Engineered Metalloproteins: Mechanistic Insights into Cambialistic Dioxygenases (#618)

Kylie Uyeda 1 , Alec H Follmer 2 , Andrew S Borovik 1
  1. University of California, Irvine, Irvine, CALIFORNIA, United States
  2. University of California Davis, Davis, California, USA

The evolution of oxidative metabolism has shaped life on Earth, driving biodiversitication from anaerobic microbes to complex aerobic organisms. However, dioxygen is a double-edged sword: essential for life, yet a contributor to oxidative stress and cellular damage. Several classes of metalloenzymes readily activate molecular oxygen for the stereoselective oxidation of organic substrates. Cambialistic enzymes are metalloenzymes that despite sharing a conserved protein host, can incorporate different metals to perform their selective transformations.
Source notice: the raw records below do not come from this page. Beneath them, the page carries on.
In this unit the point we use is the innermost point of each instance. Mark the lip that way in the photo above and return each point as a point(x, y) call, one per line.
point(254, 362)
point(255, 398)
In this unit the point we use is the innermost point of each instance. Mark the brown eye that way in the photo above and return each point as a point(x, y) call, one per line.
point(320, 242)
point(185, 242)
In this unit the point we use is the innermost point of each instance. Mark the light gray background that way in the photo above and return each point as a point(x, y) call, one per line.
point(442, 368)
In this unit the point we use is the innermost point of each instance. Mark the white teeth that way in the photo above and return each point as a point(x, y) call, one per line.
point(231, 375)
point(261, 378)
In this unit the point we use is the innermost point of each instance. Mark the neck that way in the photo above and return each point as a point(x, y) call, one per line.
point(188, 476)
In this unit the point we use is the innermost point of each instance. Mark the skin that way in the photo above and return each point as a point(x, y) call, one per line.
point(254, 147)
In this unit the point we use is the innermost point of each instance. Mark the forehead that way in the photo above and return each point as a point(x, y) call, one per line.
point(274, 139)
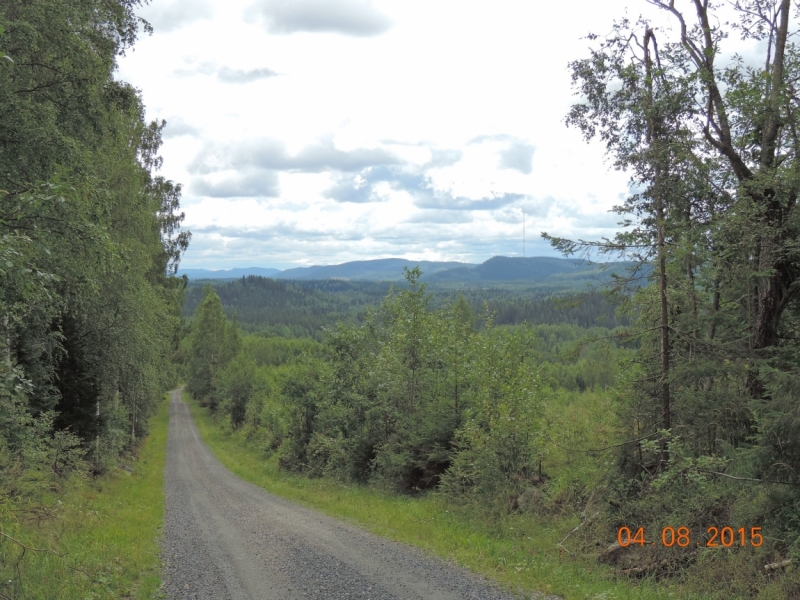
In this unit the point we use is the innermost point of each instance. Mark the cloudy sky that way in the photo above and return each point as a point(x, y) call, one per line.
point(323, 131)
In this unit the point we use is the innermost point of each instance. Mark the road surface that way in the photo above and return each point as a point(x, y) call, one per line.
point(225, 539)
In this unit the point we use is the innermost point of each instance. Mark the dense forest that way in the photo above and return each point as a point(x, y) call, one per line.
point(305, 308)
point(89, 236)
point(698, 378)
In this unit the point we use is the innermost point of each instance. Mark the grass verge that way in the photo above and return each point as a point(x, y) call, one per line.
point(106, 532)
point(520, 553)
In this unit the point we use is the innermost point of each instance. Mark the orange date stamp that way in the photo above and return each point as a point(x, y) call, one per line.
point(716, 537)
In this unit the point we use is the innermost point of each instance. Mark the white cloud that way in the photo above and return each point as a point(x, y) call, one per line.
point(348, 17)
point(170, 16)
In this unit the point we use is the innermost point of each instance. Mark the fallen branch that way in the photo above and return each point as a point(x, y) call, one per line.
point(779, 565)
point(560, 544)
point(749, 478)
point(31, 548)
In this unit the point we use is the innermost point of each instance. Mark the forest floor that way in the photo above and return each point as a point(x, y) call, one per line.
point(227, 539)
In these systems, the identity of the metal ion(s) within the active sites is an important determinant of activity. Beyond the metal ion(s), activity is tuned by the ligands that comprise the primary coordination sphere, and the non-covalent interactions within the secondary coordination sphere that often controls substrate anchoring and site-selectivity. Cambialistic enzymes are exemplified by the quercetin dioxygenases (QueD), which catalyze the oxidative cleavage of quercetin, a flavonoid found in plants. However, the identities of the mechanistic intermediates involved in these transformations are still unclear, in part due to their transient nature. Furthermore, the metallocofactors in many naturally occurring QueD enzymes have yet to be identified, but metal-substituted variants with varying catalytic rates and activities have been characterized prompting investigations into metal-based functional switching. Here, we present developments in a series of artificial metalloproteins (ArMs) designed to mimic structural aspects of the active sites found in QueD enzymes and to stabilize mechanistically relevant intermediates generated during QueD turnover. Crystallographic, spectroscopic and thermodynamic results will be discussed and compared to what is known of the naturally occurring variants.